He was born in Paris, and was trained in law. After holding a subordinate office (1876) in the department of public works, he became successively prefect of the Tarn (1882) and the Haute-Garonne (1885), and then returned to Paris to enter the ministry of the interior. He became prefect of police in November 1887, at the critical moment of Jules Grévy's resignation from the presidency. In the following year he entered the chamber, being elected deputy for the Marne, in opposition to General Boulanger, and joined the radical left. He was under-secretary for home affairs in Charles Floquet's ministry of 1888, and resigned with it in 1889, being then returned to the chamber for Reims. In the Pierre Tirard's ministry, which succeeded, he was minister of the interior, and subsequently, on 18 March 1890, minister of public instruction in the cabinet of Freycinet, a post for which he had qualified himself by the attention he had given to educational matters. In this capacity he was responsible in 1890 for some important reforms in secondary education.

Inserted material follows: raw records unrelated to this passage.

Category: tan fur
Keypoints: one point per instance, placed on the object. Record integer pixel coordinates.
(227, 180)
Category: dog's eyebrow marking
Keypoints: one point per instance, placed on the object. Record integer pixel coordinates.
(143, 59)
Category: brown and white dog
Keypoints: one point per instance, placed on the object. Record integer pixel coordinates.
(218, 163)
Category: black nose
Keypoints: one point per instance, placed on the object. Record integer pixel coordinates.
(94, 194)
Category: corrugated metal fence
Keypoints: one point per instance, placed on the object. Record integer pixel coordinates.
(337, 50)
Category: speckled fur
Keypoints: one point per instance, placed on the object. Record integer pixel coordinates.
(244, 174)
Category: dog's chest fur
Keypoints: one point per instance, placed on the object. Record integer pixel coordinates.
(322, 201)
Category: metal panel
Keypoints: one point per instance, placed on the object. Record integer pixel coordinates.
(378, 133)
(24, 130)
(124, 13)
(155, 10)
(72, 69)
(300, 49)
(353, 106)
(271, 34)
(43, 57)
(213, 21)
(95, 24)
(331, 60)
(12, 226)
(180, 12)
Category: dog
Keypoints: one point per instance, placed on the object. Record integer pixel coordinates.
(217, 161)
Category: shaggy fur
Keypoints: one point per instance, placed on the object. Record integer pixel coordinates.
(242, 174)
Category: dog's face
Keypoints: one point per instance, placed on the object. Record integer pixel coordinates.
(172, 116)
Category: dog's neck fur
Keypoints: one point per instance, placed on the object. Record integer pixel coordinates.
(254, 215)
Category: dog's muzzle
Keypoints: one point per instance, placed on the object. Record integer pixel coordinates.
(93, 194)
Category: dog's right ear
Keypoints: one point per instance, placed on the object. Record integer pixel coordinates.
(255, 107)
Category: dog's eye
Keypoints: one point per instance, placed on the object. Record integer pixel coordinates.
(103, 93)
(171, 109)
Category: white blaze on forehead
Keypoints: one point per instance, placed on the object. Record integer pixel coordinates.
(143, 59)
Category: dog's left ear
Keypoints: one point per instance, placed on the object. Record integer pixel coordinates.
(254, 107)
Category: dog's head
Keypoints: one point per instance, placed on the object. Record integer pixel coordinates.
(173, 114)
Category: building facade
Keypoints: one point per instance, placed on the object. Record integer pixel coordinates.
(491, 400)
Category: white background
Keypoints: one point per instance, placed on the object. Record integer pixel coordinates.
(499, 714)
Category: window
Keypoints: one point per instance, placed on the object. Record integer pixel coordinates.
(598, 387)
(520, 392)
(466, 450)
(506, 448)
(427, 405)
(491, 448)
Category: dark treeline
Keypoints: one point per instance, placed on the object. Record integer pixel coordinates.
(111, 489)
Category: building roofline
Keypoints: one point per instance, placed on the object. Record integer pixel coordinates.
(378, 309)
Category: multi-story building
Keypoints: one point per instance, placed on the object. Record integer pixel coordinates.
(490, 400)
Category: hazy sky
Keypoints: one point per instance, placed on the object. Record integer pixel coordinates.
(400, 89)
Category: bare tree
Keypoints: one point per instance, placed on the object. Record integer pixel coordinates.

He retained his office in Émile Loubet's cabinet in 1892, and was minister of justice under Alexandre Ribot at the end of that year, when the Panama scandals were making the office one of peculiar difficulty. He energetically pressed the Panama prosecution, so much so that he was accused of having put wrongful pressure on the wife of one of the defendants in order to procure evidence. To meet the charge, he resigned in March 1893 but again took office and retired only with the rest of the Freycinet ministry.
In November 1895 he formed his own cabinet, distinctively radical, which fell as the result of a constitutional crisis arising from the persistent refusal of the senate to vote supply. The Bourgeois ministry seemed to think that popular opinion would enable them to override what they regarded as an unconstitutional action on the part of the upper house; but the public was indifferent and the senate triumphed. The blow damaged Bourgeois's career as an homme de gouvernement. As minister of public instruction in the Brisson cabinet of 1898 he organized courses for adults in primary education. After this short ministry he represented his country with dignity and effect at the Hague peace congress, and in 1903 was nominated a member of the permanent court of arbitration.
He held somewhat aloof from the political struggles of the Waldeck-Rousseau and Combes ministries, travelling considerably in foreign countries. In 1902 and 1903 he was elected president of the chamber. In 1905 he replaced the duc d'Audiffret-Pasquier as senator for the department of Marne, and in May 1906 became minister of foreign affairs in the Sarrien cabinet. He was responsible for the direction of French diplomacy in the conference at Algeciras. He was delegate to both Hague Conferences held on 1899 and 1907.
Following World War I he became President of the Council of the League of Nations and won the Nobel Peace Prize for his work in 1920.